オリジナルのキヤノンFDシステムは、1970年代から1980年代にかけて発売された35mm一眼レフカメラ用のマニュアル交換レンズマウントです。長年にわたり、フィッシュアイから望遠レンズまで非常に幅広い焦点距離のレンズが登場しました。これらのレンズは中古市場で比較的安価に入手でき、評価の高い「ヴィンテージ」なキャラクターを持っているため、リハウスプロジェクトの人気のベースとなっています。
光学的なキャラクター
キヤノンFDレンズは、現代のシネレンズと比較して、より柔らかく有機的な描写で評価されています。
- 暖かみのある色再現と、穏やかで低いコントラスト
- シャープネスからボケへの滑らかな移行、心地よい(「絵画的」な)ボケ味
- オリジナルのS.S.C.(スーパー・スペクトラ・コーティング)による、顕著ながらも多くの場合制御されたフレア
- 肌の色合いを柔らかく自然に描写
撮影監督はFDのルックを、キヤノンの伝説的なK35シネレンズと比較することがよくあります。リハウスされたFDセットは、同様のキャラクターを持つ、はるかに安価な代替品と見なされています。
リハウスで変更される点
改造の目的は、古い写真レンズをセットで使えるようにすることです。典型的な処置:
- マウント:標準ではPLマウント。提供元によってはLPL、EF、Eマウントも利用可能
- フォーカス・スロー:精密なピント送り(フォーカス・トラッキング)のために、回転角を大幅に延長(Whitepoint Opticsは280~300°、GL Opticsは焦点距離に応じて170~330°と公表)
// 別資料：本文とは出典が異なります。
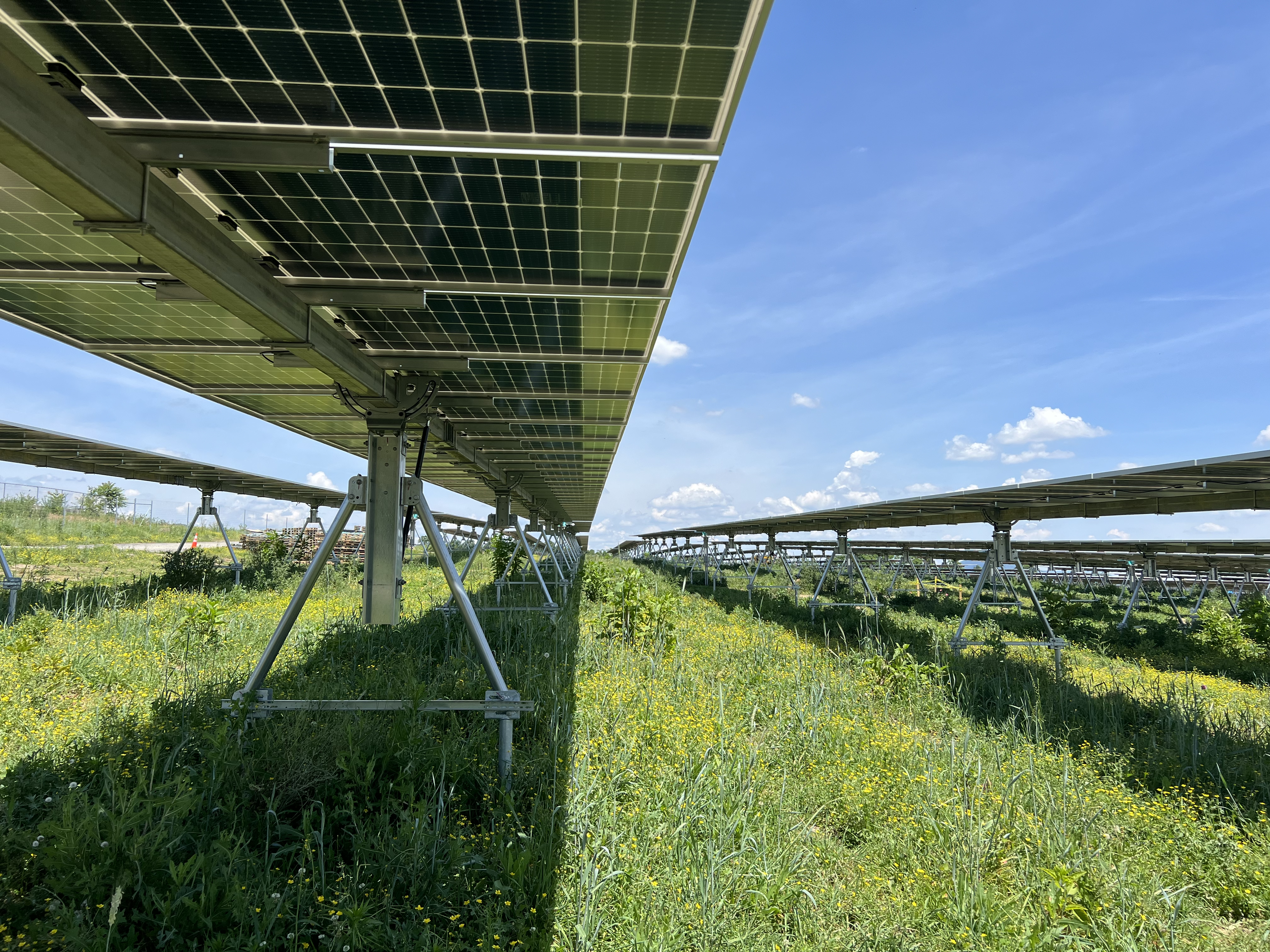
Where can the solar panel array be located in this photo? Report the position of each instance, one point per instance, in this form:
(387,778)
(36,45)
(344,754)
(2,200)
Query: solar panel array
(1222,483)
(535,167)
(37,447)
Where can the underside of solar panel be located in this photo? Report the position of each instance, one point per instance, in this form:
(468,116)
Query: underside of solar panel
(310,209)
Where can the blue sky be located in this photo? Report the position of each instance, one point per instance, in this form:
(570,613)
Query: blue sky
(948,246)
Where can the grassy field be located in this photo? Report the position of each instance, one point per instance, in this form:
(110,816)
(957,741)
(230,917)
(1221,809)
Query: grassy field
(700,774)
(25,524)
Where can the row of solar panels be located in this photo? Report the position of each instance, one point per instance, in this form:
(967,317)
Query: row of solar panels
(536,168)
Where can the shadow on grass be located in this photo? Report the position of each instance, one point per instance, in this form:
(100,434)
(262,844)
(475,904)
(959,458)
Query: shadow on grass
(310,830)
(1154,737)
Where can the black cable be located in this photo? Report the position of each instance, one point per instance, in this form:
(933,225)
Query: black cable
(418,470)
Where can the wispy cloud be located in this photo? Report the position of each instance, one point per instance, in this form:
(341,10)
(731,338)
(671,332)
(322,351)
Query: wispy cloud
(1029,477)
(1029,455)
(665,351)
(1044,424)
(962,447)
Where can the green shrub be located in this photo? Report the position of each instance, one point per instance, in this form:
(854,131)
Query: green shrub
(501,554)
(1255,615)
(191,569)
(1225,632)
(204,621)
(596,581)
(268,565)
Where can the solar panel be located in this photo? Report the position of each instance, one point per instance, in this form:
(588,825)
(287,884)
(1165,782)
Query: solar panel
(37,447)
(535,167)
(1240,482)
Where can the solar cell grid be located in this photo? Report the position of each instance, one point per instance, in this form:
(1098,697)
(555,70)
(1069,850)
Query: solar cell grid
(465,220)
(658,69)
(406,79)
(110,313)
(543,326)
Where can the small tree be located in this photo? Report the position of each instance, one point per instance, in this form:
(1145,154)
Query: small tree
(191,569)
(53,503)
(105,498)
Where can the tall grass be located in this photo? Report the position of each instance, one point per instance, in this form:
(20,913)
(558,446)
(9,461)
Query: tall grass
(25,522)
(717,776)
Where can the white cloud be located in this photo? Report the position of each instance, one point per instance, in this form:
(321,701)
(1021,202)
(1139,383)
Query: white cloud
(816,499)
(962,449)
(1046,423)
(665,351)
(848,478)
(784,506)
(1032,535)
(860,457)
(1039,452)
(1029,477)
(858,497)
(699,496)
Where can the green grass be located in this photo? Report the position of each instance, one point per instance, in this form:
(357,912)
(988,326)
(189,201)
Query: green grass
(724,777)
(25,524)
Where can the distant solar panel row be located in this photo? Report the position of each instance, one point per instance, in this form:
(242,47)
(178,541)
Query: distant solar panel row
(538,167)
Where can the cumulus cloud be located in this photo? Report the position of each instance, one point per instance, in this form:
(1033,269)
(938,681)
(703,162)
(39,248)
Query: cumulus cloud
(1029,477)
(665,351)
(691,503)
(781,506)
(1032,535)
(961,447)
(845,489)
(859,497)
(1047,423)
(699,496)
(860,457)
(816,499)
(1043,424)
(1039,452)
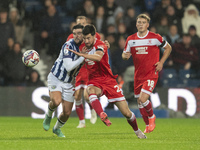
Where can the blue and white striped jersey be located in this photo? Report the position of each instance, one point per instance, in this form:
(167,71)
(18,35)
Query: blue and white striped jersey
(58,68)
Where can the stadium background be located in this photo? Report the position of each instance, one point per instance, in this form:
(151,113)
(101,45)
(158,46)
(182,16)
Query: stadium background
(17,91)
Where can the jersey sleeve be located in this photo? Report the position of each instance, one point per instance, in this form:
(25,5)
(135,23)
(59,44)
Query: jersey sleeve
(70,37)
(98,36)
(66,52)
(101,47)
(162,42)
(127,46)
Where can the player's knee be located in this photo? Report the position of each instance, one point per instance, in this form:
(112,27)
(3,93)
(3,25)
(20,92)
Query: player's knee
(78,102)
(66,113)
(127,114)
(90,90)
(56,101)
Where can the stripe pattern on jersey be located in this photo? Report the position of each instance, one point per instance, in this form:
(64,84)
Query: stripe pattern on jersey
(58,68)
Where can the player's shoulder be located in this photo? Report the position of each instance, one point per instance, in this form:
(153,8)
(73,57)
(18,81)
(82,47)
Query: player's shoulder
(81,46)
(70,37)
(99,42)
(153,35)
(98,36)
(100,45)
(132,36)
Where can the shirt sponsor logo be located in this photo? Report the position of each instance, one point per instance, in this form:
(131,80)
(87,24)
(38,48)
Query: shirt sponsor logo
(66,51)
(89,62)
(141,50)
(53,87)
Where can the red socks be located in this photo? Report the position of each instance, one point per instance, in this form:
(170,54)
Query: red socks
(95,103)
(144,114)
(132,121)
(80,110)
(148,107)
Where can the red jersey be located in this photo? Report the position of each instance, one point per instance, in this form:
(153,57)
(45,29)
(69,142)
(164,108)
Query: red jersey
(71,36)
(145,53)
(99,69)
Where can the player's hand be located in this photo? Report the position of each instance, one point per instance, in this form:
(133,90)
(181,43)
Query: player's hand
(84,50)
(159,66)
(75,52)
(187,66)
(126,55)
(107,43)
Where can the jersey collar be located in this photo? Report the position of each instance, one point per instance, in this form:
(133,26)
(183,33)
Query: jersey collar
(143,36)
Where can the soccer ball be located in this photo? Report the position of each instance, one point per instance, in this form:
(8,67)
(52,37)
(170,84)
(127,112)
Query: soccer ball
(30,58)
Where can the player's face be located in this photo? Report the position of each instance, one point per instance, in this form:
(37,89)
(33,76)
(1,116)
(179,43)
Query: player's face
(142,24)
(78,36)
(89,40)
(81,21)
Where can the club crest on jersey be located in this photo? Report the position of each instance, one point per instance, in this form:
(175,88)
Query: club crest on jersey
(141,50)
(149,42)
(66,51)
(53,87)
(100,47)
(89,62)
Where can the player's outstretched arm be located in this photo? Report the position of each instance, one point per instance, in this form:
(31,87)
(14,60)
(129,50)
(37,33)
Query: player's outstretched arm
(159,65)
(126,55)
(70,65)
(95,57)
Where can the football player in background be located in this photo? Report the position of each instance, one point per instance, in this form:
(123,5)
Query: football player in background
(61,81)
(144,48)
(102,81)
(81,84)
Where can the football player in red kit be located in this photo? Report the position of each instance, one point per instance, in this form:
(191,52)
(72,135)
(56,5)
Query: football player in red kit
(102,81)
(81,84)
(144,48)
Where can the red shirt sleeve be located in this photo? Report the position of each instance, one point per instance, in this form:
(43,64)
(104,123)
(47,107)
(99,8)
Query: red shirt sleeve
(98,36)
(70,37)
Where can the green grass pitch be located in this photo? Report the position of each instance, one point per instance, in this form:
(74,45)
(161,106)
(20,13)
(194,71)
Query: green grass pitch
(24,133)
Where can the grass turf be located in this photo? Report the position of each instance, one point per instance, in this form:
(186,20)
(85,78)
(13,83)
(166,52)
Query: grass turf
(24,133)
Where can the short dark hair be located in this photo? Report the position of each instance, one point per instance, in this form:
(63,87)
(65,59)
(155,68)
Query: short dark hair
(78,26)
(89,29)
(81,17)
(144,16)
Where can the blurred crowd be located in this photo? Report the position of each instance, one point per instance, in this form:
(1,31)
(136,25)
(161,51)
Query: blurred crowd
(44,25)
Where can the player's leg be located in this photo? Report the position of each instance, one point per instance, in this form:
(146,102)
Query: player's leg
(149,110)
(137,90)
(79,107)
(95,92)
(93,118)
(55,100)
(67,104)
(145,117)
(123,107)
(62,119)
(54,86)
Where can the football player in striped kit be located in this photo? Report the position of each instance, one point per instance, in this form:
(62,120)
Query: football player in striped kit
(61,81)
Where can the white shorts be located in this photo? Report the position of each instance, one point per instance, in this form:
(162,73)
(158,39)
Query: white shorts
(67,89)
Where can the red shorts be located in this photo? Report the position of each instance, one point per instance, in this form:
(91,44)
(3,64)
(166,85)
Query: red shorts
(145,86)
(109,87)
(81,78)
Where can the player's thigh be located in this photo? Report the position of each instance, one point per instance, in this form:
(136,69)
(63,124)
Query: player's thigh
(124,109)
(56,96)
(68,92)
(67,107)
(78,94)
(147,88)
(143,97)
(86,96)
(55,88)
(94,90)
- ギア:フォーカスと絞りに、フォローフォーカスやモーター用の標準的なシネギアを統一
- フロント径:セット全体で統一(例:95mmまたは110mm)、マットボックスやフィルターをそのまま装着できるように
- 絞り:多くの場合、オリジナルの8枚羽根の絞りを、より丸い、あるいは羽根の多い絞りに交換し、より心地よいボケ味を実現
- メカニズム:堅牢な金属筐体、無段階絞り、レンズ交換を迅速に行うための統一された全長/重心
提供元とセットでの使用
キヤノンFDのリハウスサービスを提供しているのは、GL Optics、TLS(True Lens Services)、Whitepoint Optics、Zero Optik、Iron Glassなどです。これらのセットは、Keslow Camera、AbelCineなどの多数のレンタル会社を通じてレンタルされています。それらは、現代のレンズのクリニカルなシャープさとは一線を画す、意図的にヴィンテージで柔らかくフィルムライクなルックが求められる場面で使用されています。同時に、現代的でセットに適したメカニズム(PLマウント、ギア、統一されたフロント径)を備えています。